DAMASCUS, 28 June 2004 — A Syrian state security court sentenced seven people to jail terms of up to two years yesterday over a protest demanding the right to teach the Kurdish language, Kurdish parties and rights groups said.

The verdicts were the latest sign of escalating tension between the Syrian state and a large Kurdish minority which Damascus worries could draw inspiration from the broad autonomy of Kurds in neighboring Iraq and threaten its stability.

In separate statements, Syrian Kurdish parties and the Syrian Human Rights Association (HRAS) said the seven were sentenced to five years, but that three had their terms reduced to two years, while four others had theirs cut to one year. They were detained after a protest in Damascus in June 2003.

HRAS said those sentenced to two years were convicted of “belonging to a secret organization and attempting to sever Syrian territory and join it to a foreign country”, a charge nearly identical to the one faced by the other defendants.

No Syrian official comment was immediately available.

Kurds make up some two million of Syria’s 17 million population and have long demanded the right to teach their language and regain citizenship for hundreds of thousands of Kurds without identification needed for school and employment.
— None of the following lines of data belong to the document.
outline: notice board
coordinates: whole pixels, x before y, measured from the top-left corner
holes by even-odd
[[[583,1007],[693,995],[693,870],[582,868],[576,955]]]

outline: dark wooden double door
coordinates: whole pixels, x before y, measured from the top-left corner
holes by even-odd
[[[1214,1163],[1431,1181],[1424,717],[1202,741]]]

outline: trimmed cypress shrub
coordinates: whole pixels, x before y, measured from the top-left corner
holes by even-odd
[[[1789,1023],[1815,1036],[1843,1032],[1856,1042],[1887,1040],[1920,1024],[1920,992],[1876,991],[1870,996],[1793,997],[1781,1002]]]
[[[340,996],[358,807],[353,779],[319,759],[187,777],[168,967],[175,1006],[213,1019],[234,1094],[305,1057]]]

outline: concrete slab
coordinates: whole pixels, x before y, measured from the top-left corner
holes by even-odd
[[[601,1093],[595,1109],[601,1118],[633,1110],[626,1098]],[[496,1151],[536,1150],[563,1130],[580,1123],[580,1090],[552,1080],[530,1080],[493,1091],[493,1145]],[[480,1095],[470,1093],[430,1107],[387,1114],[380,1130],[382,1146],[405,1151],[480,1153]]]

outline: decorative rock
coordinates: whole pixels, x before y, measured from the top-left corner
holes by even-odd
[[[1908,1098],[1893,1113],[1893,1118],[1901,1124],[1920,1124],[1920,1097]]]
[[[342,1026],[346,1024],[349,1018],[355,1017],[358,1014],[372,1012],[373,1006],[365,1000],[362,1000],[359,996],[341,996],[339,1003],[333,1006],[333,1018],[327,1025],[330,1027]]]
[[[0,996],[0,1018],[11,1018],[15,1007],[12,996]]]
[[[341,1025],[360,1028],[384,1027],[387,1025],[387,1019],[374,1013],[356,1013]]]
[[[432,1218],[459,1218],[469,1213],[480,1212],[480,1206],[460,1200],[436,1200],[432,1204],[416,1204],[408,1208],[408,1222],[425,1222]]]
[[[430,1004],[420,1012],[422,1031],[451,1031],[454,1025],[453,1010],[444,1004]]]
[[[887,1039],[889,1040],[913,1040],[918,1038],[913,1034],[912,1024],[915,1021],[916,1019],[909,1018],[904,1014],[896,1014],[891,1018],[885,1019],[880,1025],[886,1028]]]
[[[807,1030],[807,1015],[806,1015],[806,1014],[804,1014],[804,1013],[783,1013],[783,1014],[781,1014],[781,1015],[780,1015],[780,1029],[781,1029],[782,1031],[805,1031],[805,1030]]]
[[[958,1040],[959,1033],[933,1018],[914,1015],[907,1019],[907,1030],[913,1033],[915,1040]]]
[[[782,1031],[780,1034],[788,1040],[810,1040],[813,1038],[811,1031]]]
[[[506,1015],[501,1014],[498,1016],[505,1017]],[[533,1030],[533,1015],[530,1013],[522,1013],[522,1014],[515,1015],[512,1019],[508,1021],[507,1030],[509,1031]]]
Those demands have alarmed Damascus, which like neighbors Turkey and Iran — which also have large Kurdish populations — fears the breakup of Iraq and the emergence of a Kurdish state sparking separatism among its own Kurds.

About 30 people were killed in clashes between security forces and Syrian Kurds in the north of the country in March, leading authorities to arrest hundreds. Kurdish groups say the detainees have been tortured.

Syria avoids any mention of its Kurds as a distinct minority and strongly emphasizes national unity in any reference to Syrian Kurds. Like Ankara, it has warned it would not sit by idly if Iraqi Kurds moved to establish a separate state.